Даниил, слушая препирательства самых ближних своих людей, встревожился. Не с розни начинать бы княжение — с сердечного согласия... Но потом вдруг подумал, что, может быть, взаимная ревность Протасия Воронца и Петра Босоволкова на пользу княжескому делу? Может, перед ним не два медведя в одной берлоге, а два работника-страдника у одного ворота?

Бредут такие страдники лицами в разные стороны, но по одному кругу, нажимают на разные рычаги, но верёвку наматывают одну, и наматывают в две силы...

Пусть честолюбивые бояре тянут тяжкий груз княжеских забот в две силы, как те страдники у ворота! Пусть! А милостями не обделить ни того, ни другого — это уж его, княжеская забота!

Это был ещё один урок княжеской мудрости, постигнутый Даниилом самостоятельно. А сколько их ещё будет, таких уроков?

Даниил улыбался боярину Протасию и наместнику Петру одинаково приветливо, не высказывая предпочтения ни тому, ни другому. А спорщики ярились всё больше, чтобы князь оценил их усердие и преданность.

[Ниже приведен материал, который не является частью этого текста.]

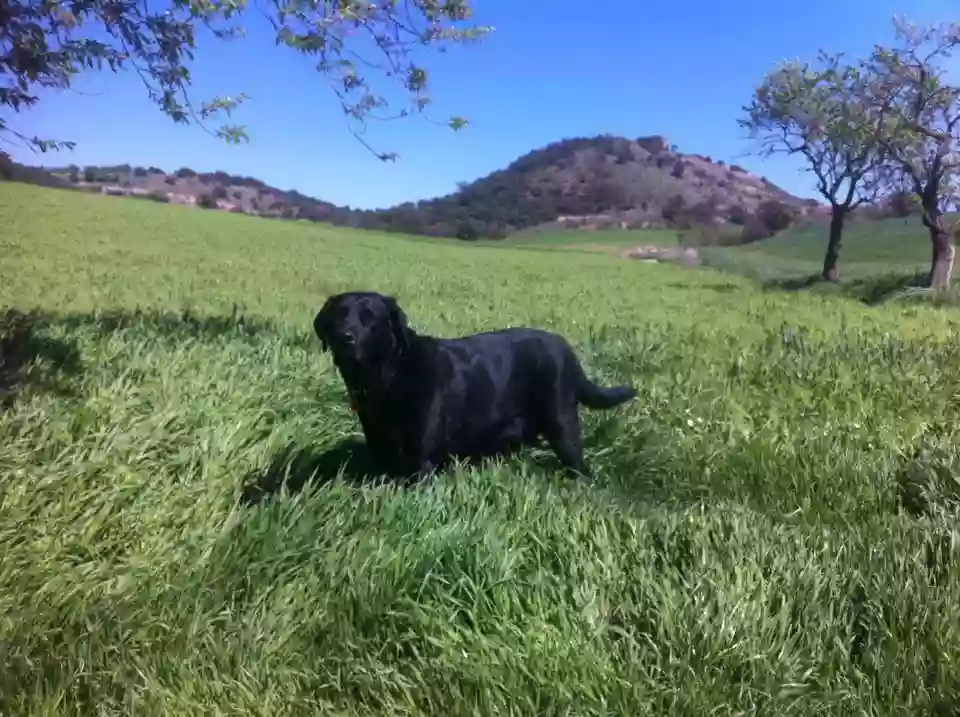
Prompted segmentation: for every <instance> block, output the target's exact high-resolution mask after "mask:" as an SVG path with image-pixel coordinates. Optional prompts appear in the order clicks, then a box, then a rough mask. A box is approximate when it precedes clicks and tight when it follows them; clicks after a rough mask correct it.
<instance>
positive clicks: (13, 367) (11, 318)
mask: <svg viewBox="0 0 960 717" xmlns="http://www.w3.org/2000/svg"><path fill="white" fill-rule="evenodd" d="M42 327H43V317H42V315H41V314H40V313H39V312H30V313H24V312H23V311H20V310H19V309H14V308H10V309H7V310H6V311H4V312H3V313H2V314H0V406H8V405H9V404H10V403H11V402H12V401H13V399H14V397H15V396H16V395H17V393H18V392H19V391H20V390H21V389H22V388H23V387H24V386H25V385H26V384H30V385H32V386H35V387H37V388H40V389H41V390H47V391H51V392H54V393H61V394H67V393H69V390H68V388H67V382H66V381H65V380H64V379H65V378H69V377H72V376H75V375H77V374H79V373H80V371H81V370H82V369H83V361H82V360H81V357H80V351H79V349H78V348H77V344H76V342H75V341H71V340H64V339H59V338H53V337H51V336H46V335H44V334H43V333H42V332H41V331H38V329H40V328H42Z"/></svg>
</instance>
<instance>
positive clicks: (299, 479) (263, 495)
mask: <svg viewBox="0 0 960 717" xmlns="http://www.w3.org/2000/svg"><path fill="white" fill-rule="evenodd" d="M491 460H492V459H485V460H473V461H466V462H464V463H463V464H462V465H463V466H464V467H467V468H480V469H482V468H484V467H486V466H488V465H489V464H490V462H491ZM501 460H503V461H505V462H507V463H512V464H518V463H527V464H528V465H529V466H530V467H532V468H534V469H537V470H540V471H547V472H549V471H551V470H561V469H562V466H561V465H560V463H559V461H557V459H556V457H555V456H554V455H553V453H552V452H551V451H549V450H548V449H546V447H544V446H538V447H536V448H530V447H526V448H524V449H523V450H521V451H519V452H517V453H514V454H512V455H509V456H503V457H502V458H501ZM452 470H454V468H453V466H452V465H448V466H445V467H444V468H443V469H442V470H441V471H440V474H443V473H447V472H449V471H452ZM338 478H340V479H342V480H343V481H345V482H347V483H350V484H352V485H355V486H374V485H383V484H387V483H391V484H396V485H409V484H410V481H409V478H401V477H398V476H391V475H387V474H385V473H384V472H383V471H382V470H381V468H380V467H379V466H378V465H377V463H376V461H375V460H374V458H373V455H372V454H371V452H370V449H369V448H368V447H367V444H366V442H365V441H364V440H363V439H361V438H345V439H343V440H342V441H340V442H339V443H337V444H336V445H334V446H333V447H332V448H329V449H327V450H323V451H319V452H318V451H314V450H312V449H310V448H309V447H306V446H303V445H299V444H291V445H288V446H286V447H284V448H283V449H281V450H280V451H278V452H277V453H276V454H275V455H274V456H273V457H272V458H271V459H270V462H269V463H268V464H267V466H266V467H265V468H263V469H261V470H259V471H254V472H253V473H251V474H250V475H248V476H247V478H246V480H245V481H244V488H243V492H242V493H241V496H240V500H241V502H242V503H244V504H246V505H249V506H254V505H258V504H259V503H261V502H263V501H265V500H266V499H267V498H269V497H271V496H274V495H276V494H278V493H279V492H280V491H281V489H283V488H284V486H285V487H286V490H287V492H288V493H299V492H300V491H302V490H303V489H304V488H306V487H307V486H311V487H314V488H318V487H321V486H323V485H326V484H328V483H332V482H333V481H335V480H337V479H338Z"/></svg>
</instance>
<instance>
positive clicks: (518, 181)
mask: <svg viewBox="0 0 960 717" xmlns="http://www.w3.org/2000/svg"><path fill="white" fill-rule="evenodd" d="M48 171H50V173H51V174H52V175H53V177H54V178H55V180H58V181H60V182H62V183H64V184H65V185H66V186H71V187H76V188H80V189H87V190H92V191H104V192H108V193H112V194H118V195H129V196H134V197H138V198H146V199H152V200H154V201H159V202H176V203H183V204H195V205H199V206H202V207H206V208H212V209H213V208H215V209H221V210H223V211H233V212H242V213H245V214H255V215H259V216H265V217H273V218H283V219H307V220H311V221H321V222H330V223H333V224H335V225H339V226H348V227H354V228H363V229H373V230H380V231H390V232H400V233H404V234H422V235H428V236H445V237H456V238H459V239H465V240H474V239H481V238H503V237H504V236H507V235H508V234H510V233H513V232H515V231H518V230H522V229H528V228H532V227H538V228H542V229H545V230H548V231H557V230H563V229H571V228H574V229H579V228H591V229H606V228H631V229H632V228H658V227H673V228H677V229H689V228H691V227H699V228H709V229H711V230H712V231H713V232H714V233H717V234H723V235H724V236H725V237H726V238H727V239H726V241H727V242H728V243H740V242H749V241H756V240H758V239H762V238H765V237H767V236H770V235H771V234H773V233H775V232H776V231H778V230H780V229H783V228H785V227H786V226H788V225H789V224H791V223H792V222H794V221H798V220H802V219H803V218H805V217H807V216H811V215H813V214H815V213H816V210H817V204H816V202H811V201H809V200H801V199H798V198H797V197H794V196H792V195H790V194H788V193H787V192H785V191H783V190H782V189H780V188H779V187H777V186H775V185H774V184H772V183H770V182H769V181H768V180H766V179H765V178H763V177H759V176H757V175H755V174H752V173H750V172H748V171H747V170H745V169H743V168H742V167H739V166H737V165H732V166H727V165H726V164H725V163H724V162H722V161H721V162H714V161H713V160H711V159H710V158H709V157H703V156H700V155H694V154H682V153H680V152H678V151H677V149H676V148H675V147H672V146H670V145H669V144H668V142H667V140H666V139H665V138H663V137H641V138H639V139H636V140H630V139H626V138H623V137H612V136H607V135H604V136H597V137H589V138H575V139H568V140H563V141H560V142H554V143H553V144H550V145H548V146H546V147H544V148H542V149H538V150H534V151H531V152H529V153H527V154H526V155H524V156H522V157H520V158H519V159H517V160H516V161H515V162H513V163H511V164H510V165H509V166H508V167H506V168H505V169H502V170H499V171H497V172H494V173H492V174H490V175H489V176H487V177H484V178H481V179H479V180H477V181H475V182H472V183H469V184H464V185H463V186H462V187H461V188H460V189H458V191H456V192H455V193H453V194H451V195H448V196H446V197H440V198H438V199H433V200H428V201H421V202H417V203H415V204H414V203H407V204H402V205H400V206H397V207H393V208H390V209H384V210H376V211H363V210H356V209H351V208H349V207H338V206H335V205H333V204H330V203H329V202H324V201H321V200H317V199H314V198H311V197H307V196H304V195H303V194H300V193H299V192H296V191H292V190H290V191H286V190H279V189H276V188H274V187H270V186H268V185H266V184H264V183H263V182H261V181H259V180H257V179H254V178H252V177H237V176H231V175H228V174H226V173H224V172H207V173H198V172H196V171H194V170H193V169H190V168H187V167H184V168H181V169H178V170H176V171H174V172H172V173H167V172H165V171H163V170H161V169H159V168H157V167H132V166H130V165H120V166H113V167H76V166H73V167H55V168H50V169H49V170H48Z"/></svg>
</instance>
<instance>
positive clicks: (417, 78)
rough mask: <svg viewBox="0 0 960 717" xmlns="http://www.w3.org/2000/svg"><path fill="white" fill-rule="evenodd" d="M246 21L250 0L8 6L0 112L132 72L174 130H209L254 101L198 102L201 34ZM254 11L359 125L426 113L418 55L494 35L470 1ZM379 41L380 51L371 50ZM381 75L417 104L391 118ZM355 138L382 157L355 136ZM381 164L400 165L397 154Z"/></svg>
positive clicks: (375, 48)
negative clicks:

Телохранители Семён и Леонтий Велины стояли возле княжеского кресла, ревниво прислушивались, нет ли в речах бояр умаления достоинства их господина. Но всё было как подобает. Спорили бояре между собой, а к Даниилу обращались уважительно, даже лицом светлели.

Семён и Леонтий переглядывались, удовлетворённые.

Даниил беседовал с боярами до полудня, а потом отобедал и — спать. От Бога так присуждено, все на Руси после обеда почивают: и зверь, и птица, и человек. Зачем ломать прадедовские обычаи?

А вечером снова был пир. На этот раз за хозяина был Пётр Босоволков. А с концом пира и второму дню волочанского сидения — конец!

Тиун Федька Блюденный крутился юлой. Даже на пирах не был, хоть и звали. Освободил князя от всех забот. То скакал на бойкой лошадке к просеке, по которой волокли на круглых брёвнах-катках ладьи, то возился с рогожами возле клади («не дай Бог, дождичек!»), то отмеривал муку и солонину поваренным мужикам («сам не приглядишь — своруют!»).

Пока тиун хлопотал по хозяйству, серебряную казну стерегли телохранители князя. Алексей Бобоша, Порфирий Грех и Ларион Юла томились в душной подклети возле ларца, ругали Федьку последними словами.